Many large global companies have now set a target for getting to net-zero greenhouse gas emissions. But with most of those deadlines decades away, it can be difficult to tell if they’re on track now. Companies have varying standards of setting short-term climate goals and differing ways of assessing whether they’ve achieved them. In a recent analysis, Bloomberg Green took stock of the five-year sustainability goals some of the biggest U.S. companies had set in 2015. The results showed that 138 out of 187 pledges had been met, partly because they were modest to start with.
Net-zero emissions goals are much more ambitious than promising to plant more trees or boosting energy efficiency. It’s likely the companies setting them have to make more drastic changes. A new report by the Science-Based Targets initiative (SBTi), a non-profit that helps companies translate the Paris Agreement’s aim of keeping global warming under 1.5°C into concrete measures, finds that bears out in reality.

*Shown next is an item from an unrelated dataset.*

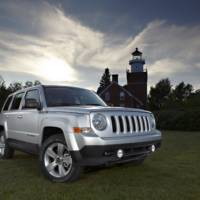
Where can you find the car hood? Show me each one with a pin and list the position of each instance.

The avoided emissions add up to 302 million metric tons of carbon dioxide equivalent, or what Poland emits annually. “Companies setting science-based targets are backing these commitments up with action,” said Alexander Farsan, global lead on science-based targets at WWF, one of the SBTi partners.
Enel SpA, the Italian utility, cut its direct emissions intensity by 28% between 2017 and 2019. The increased pace allowed it to boost its 2030 target reduction to 80% from 70%. That, in turn, affects the company’s bottom line, with investors increasingly taking carbon calculations into their decisions. “Working with Science-Based Targets initiative increases investor confidence,” said Giulia Genuardi, head of sustainability at Enel.
Not all companies with SBTi targets have succeeded in that period. Pernod Ricard SA and Givaudan SA have seen their emissions rise where they had pledged to reduce them.